Я изобразил еще один профиль.
— Адрес постоянного местожительства, — прочитал комендант. — Новосибирск, улица Щукинская, 23, квартира 88. Все.
46
Позже «в детдоме» исправлено на «в приюте». — С. Б.
— Все? — переспросил Лавр Федотович.
— Все ли? — саркастически осведомился Фарфуркис.
— Все, — решительно сказал комендант и вытер со лба пот.
— Какие будут предложения? — спросил Лавр Федотович, приспустив тяжелые веки.
— Па-а машинам! — ожил вдруг полковник, не просыпаясь. — Пики перёд себя! Заводи! Рысью… арш-а-а-арш!
Мне все это очень понравилось, и я занес слова полковника в протокол но больше никто на него внимания не обратил.
— Я бы предложил впустить, — сказал Хлебоедов, — А вдруг это Пашка?
— Других предложений нет? — спросил Лавр Федотович. Он пошарил на столе, ища кнопку, не нашел и сказал коменданту: — Пусть войдет, товарищ Зубо.
Комендант опрометью кинулся к двери, высунулся и вернулся, пятясь, на свое место. Следом за ним, перекосившись набок под тяжестью огромного черного футляра, вкатился небольшой старичок в толстовке и в военных галифе с оранжевым кантом. По дороге к столу он несколько раз пытался прекратить движение и с достоинством поклониться, но футляр, обладавший, по-видимому, чудовищной инерцией, неумолимо нес его вперед, и, может быть, не обошлось бы без жертв, если бы я не подхватил старичка в полуметре от затрепетавшего уже Фарфуркиса. Я сразу узнал этого старичка — он уже бывал в нашем институте, и во многих других институтах он тоже бывал, а один раз я видел его в приемной заместителя министра тяжелого машиностроения, терпеливого, чистенького и пылающего энтузиазмом. Старичок был неплохой, безвредный, и, в конце концов, не всем же совершать великие открытия.

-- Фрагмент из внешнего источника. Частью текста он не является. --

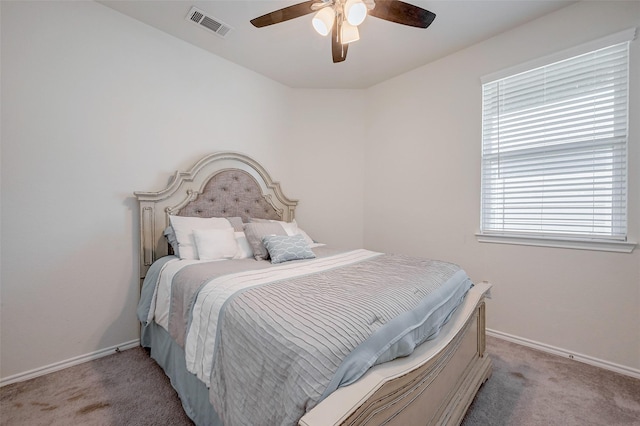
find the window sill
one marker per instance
(576, 244)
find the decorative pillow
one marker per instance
(183, 227)
(215, 244)
(256, 231)
(285, 248)
(244, 248)
(291, 228)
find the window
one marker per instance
(554, 150)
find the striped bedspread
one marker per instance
(272, 341)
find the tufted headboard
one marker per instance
(223, 184)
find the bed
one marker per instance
(428, 375)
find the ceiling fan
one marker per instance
(342, 17)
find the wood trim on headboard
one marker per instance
(184, 187)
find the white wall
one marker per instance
(423, 184)
(96, 105)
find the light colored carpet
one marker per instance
(527, 388)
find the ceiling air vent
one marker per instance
(210, 23)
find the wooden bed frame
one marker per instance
(434, 385)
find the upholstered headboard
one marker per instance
(223, 184)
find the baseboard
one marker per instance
(20, 377)
(627, 371)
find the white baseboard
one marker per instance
(20, 377)
(627, 371)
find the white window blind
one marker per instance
(554, 149)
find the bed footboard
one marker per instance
(433, 386)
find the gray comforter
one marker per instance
(283, 346)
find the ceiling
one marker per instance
(293, 54)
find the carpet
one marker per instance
(527, 388)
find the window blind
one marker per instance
(554, 149)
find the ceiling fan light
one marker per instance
(355, 11)
(323, 20)
(349, 33)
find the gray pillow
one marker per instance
(255, 232)
(285, 248)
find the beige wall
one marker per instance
(423, 182)
(96, 105)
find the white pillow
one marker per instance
(183, 227)
(244, 248)
(291, 228)
(215, 244)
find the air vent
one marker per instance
(209, 23)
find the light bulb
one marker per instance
(349, 33)
(356, 11)
(323, 20)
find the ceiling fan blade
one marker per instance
(402, 13)
(284, 14)
(338, 50)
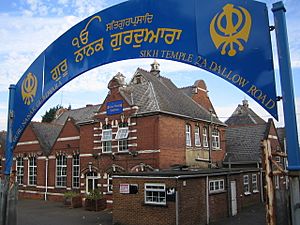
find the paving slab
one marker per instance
(37, 212)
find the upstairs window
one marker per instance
(32, 171)
(188, 140)
(106, 139)
(216, 186)
(122, 137)
(61, 171)
(197, 136)
(76, 171)
(20, 170)
(215, 135)
(205, 138)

Я забрал у него тяжеленный футляр и водрузил его на демонстрационный столик. Освобожденный наконец старичок поклонился и сказал дребезжащим голосом:
— Мое почтение. Машкин Эдельвейс Захарович, изобретатель.
— Не он, — сказал Хлебоедов вполголоса. — Надо полагать, совсем другой Бабкин.

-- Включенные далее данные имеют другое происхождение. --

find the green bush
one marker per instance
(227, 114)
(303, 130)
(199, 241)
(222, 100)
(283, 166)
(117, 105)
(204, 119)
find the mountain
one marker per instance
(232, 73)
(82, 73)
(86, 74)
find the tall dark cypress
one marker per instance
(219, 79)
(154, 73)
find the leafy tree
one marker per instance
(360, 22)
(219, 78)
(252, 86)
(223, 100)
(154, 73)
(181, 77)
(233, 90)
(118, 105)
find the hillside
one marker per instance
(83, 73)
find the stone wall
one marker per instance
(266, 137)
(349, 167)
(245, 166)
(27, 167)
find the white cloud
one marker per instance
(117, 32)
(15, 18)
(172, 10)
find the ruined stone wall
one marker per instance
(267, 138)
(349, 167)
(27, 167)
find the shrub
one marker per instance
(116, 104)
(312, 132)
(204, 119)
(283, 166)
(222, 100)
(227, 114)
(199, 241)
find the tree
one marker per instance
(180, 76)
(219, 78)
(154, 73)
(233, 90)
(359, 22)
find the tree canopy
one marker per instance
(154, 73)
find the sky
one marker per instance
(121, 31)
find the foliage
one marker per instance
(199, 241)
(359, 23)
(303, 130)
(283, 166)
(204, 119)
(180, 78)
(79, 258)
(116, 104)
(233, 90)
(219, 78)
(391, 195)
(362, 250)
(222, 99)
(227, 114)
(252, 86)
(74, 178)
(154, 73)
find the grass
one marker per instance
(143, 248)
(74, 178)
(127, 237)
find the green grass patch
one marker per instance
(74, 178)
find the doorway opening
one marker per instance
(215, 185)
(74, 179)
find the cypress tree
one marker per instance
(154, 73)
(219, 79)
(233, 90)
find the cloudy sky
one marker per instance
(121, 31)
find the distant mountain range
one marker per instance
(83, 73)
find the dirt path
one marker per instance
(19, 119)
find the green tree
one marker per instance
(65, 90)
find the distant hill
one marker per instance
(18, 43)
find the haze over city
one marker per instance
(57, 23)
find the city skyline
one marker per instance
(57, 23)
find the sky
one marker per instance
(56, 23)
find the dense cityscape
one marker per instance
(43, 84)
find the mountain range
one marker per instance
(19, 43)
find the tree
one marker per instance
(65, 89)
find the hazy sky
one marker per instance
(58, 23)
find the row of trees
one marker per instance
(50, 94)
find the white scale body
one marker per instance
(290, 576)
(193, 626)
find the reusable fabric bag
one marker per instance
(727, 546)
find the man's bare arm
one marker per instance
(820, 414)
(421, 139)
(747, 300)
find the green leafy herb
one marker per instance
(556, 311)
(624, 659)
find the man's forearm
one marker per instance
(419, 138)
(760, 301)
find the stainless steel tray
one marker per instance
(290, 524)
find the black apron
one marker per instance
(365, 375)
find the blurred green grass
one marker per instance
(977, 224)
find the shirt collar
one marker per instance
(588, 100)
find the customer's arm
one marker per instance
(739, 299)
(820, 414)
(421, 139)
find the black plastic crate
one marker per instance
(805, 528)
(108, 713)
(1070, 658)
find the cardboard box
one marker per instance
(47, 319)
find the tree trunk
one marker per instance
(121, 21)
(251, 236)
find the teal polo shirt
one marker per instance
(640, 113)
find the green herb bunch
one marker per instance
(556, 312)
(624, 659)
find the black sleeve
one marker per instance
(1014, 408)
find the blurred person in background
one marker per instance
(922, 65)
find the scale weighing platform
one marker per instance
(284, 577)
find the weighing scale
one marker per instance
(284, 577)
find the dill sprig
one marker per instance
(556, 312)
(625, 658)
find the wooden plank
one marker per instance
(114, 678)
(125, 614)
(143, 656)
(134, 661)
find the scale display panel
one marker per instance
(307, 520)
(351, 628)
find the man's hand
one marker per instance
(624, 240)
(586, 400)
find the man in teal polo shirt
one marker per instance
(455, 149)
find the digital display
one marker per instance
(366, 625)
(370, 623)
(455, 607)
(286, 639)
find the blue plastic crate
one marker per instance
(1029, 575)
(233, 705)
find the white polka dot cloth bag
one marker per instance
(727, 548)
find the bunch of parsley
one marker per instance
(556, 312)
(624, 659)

— Да-да, — согласился старичок, улыбаясь. — Принес вот на суд общественности. Готов демонстрировать, ежели будет на то ваше желание.

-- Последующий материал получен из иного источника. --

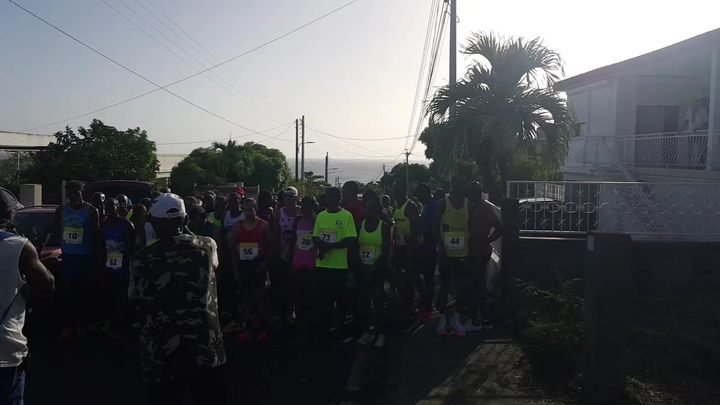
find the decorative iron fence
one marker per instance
(684, 211)
(677, 150)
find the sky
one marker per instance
(352, 74)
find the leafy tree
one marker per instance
(230, 162)
(417, 174)
(99, 152)
(503, 105)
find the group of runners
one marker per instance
(188, 269)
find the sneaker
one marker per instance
(232, 327)
(365, 339)
(380, 343)
(469, 326)
(455, 324)
(442, 325)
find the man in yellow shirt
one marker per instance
(334, 233)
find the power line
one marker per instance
(357, 139)
(210, 57)
(262, 45)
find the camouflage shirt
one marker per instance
(174, 290)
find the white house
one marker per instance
(655, 117)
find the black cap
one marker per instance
(8, 201)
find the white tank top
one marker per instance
(13, 344)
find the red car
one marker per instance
(33, 222)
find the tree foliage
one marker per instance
(99, 152)
(223, 163)
(503, 106)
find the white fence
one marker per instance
(678, 211)
(678, 150)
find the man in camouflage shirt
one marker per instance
(173, 287)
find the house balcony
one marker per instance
(683, 154)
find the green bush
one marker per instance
(551, 329)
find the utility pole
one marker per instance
(407, 169)
(453, 48)
(326, 161)
(297, 150)
(302, 161)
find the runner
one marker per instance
(118, 236)
(304, 254)
(427, 248)
(21, 271)
(251, 240)
(453, 227)
(80, 224)
(489, 228)
(334, 233)
(125, 210)
(374, 250)
(406, 216)
(173, 286)
(200, 225)
(283, 238)
(235, 213)
(219, 211)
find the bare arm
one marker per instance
(40, 280)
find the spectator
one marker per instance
(173, 287)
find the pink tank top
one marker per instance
(305, 251)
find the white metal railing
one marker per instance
(677, 150)
(685, 211)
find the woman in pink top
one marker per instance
(304, 254)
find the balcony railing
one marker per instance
(668, 210)
(677, 150)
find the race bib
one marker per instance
(72, 236)
(114, 260)
(328, 235)
(305, 241)
(248, 251)
(455, 240)
(368, 255)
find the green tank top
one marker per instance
(401, 230)
(370, 244)
(455, 229)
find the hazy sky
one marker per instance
(352, 74)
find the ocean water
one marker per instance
(362, 170)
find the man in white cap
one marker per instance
(173, 286)
(21, 272)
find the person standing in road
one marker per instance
(454, 233)
(80, 225)
(118, 235)
(250, 243)
(173, 287)
(334, 233)
(488, 228)
(406, 216)
(283, 237)
(21, 275)
(304, 255)
(373, 251)
(427, 248)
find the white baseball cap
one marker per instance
(168, 205)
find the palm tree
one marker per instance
(503, 105)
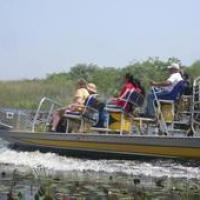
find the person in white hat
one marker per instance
(164, 86)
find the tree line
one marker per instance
(60, 86)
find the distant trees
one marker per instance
(60, 86)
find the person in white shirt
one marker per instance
(164, 87)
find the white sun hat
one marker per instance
(174, 66)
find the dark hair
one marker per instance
(129, 77)
(135, 82)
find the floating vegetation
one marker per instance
(41, 184)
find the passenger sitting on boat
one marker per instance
(80, 96)
(188, 88)
(98, 104)
(163, 87)
(129, 85)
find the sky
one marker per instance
(40, 37)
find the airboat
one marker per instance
(175, 132)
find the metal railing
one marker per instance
(48, 112)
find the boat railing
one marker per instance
(195, 118)
(157, 106)
(48, 110)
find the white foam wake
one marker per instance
(52, 161)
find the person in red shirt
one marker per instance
(129, 85)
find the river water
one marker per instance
(36, 175)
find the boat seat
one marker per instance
(88, 115)
(120, 118)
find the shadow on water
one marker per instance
(29, 174)
(102, 155)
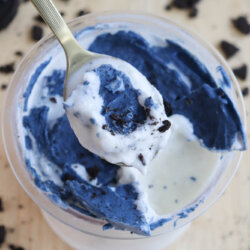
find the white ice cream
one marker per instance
(83, 108)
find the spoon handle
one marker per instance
(53, 18)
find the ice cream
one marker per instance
(116, 113)
(205, 126)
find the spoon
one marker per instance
(81, 61)
(76, 56)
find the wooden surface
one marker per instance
(226, 225)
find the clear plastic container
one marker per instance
(81, 231)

Внимательно разглядывавший его Лавр Федотович отложил бинокль и
— Вот, изволите видеть, так называемая эвристическая машина, — сказал старичок. — Точный электронно-механический прибор, служащий для ответов на любые вопросы, в том числе научные и хозяйственные. Как она у меня работает? Не имея достаточных средств и будучи отфутболиваем различными бюрократическими организациями, она у меня не полностью пока автоматизирована. Вопросы задаются устно, и я их печатаю и ввожу таким образом к ней внутрь, довожу, так сказать, до ее сведения. Ответы ее, опять же в силу неполной автоматизации, печатаю тоже я. В некотором роде посредник, хе-хе. Так что, если угодно, пожалуйста.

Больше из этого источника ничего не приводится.